廖方正一愣,湊近仔細看看賴小民,臉上帶著疑惑。
見到他這樣動作,周澤沒著急,等待著廖方正的觀察,不多時廖方正才抬起頭。
“似乎......似乎是有些不同。”
“怎麽不同?和誰不同?”
廖方正也有些著急,周澤擺擺手有人送上椅子,示意廖方正坐下,他這才說道:
“似乎去作坊後,看著他整潔了不少,尤其是牙不再是大黃牙了,畢竟打魚的出身,皮膚黝黑臉上就這口牙能看得清晰。”

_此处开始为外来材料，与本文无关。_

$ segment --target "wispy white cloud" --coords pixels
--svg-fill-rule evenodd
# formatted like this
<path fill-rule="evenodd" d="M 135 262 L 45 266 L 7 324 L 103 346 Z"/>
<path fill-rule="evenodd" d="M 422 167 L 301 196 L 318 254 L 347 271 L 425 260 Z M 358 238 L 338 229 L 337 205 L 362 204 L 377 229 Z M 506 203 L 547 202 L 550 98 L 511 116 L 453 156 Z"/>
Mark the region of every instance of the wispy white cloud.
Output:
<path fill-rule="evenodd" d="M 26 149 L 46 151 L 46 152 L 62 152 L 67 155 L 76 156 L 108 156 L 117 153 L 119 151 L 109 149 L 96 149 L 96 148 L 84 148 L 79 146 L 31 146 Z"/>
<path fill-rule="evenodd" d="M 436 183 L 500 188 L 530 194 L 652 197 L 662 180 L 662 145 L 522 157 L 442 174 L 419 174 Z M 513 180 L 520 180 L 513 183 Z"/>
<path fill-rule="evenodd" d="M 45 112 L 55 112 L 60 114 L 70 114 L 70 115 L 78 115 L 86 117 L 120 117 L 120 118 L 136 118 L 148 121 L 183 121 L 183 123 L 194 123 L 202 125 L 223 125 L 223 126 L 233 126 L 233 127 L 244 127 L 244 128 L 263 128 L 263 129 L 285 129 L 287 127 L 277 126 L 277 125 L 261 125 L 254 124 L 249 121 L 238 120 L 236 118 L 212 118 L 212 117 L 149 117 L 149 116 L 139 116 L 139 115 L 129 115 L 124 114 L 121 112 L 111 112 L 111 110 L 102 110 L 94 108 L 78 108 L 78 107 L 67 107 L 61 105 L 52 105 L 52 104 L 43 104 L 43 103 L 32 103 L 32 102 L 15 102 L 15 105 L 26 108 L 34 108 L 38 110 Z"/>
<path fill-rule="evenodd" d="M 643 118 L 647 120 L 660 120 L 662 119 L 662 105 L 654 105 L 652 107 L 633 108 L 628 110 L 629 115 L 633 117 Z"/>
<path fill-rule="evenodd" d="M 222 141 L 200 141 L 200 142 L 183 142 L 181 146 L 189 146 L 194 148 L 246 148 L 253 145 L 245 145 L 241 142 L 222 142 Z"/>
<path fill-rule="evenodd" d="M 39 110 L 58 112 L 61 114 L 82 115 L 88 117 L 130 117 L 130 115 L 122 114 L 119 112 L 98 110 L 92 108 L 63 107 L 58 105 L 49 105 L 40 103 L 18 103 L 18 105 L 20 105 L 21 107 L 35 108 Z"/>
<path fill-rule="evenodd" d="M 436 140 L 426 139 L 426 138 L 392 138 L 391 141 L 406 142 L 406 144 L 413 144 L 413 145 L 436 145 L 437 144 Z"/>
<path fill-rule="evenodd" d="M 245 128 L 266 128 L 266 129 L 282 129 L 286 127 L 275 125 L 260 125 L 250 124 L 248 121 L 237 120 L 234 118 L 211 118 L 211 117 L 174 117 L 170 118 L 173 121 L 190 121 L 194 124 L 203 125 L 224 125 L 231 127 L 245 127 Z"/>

周澤看了一眼賴小民,他剛剛一直咧嘴哭喊,一口黃牙很顯眼,牙齒的縫隙裏麵還能看到菜葉子。
“再看,仔細看。”
廖方正這會兒也沒了之前的緊張,湊到賴小民麵前,上下看著,最後用力一拍大腿,恍悟般指著賴小民說道:
“我知道哪兒不同了,是身上的味道,賴小民的身上常年弄魚,別說身上,頭發上都是魚腥味兒,賴小民去作坊之後就沒了這個味兒,我開始以為是管事說過他。”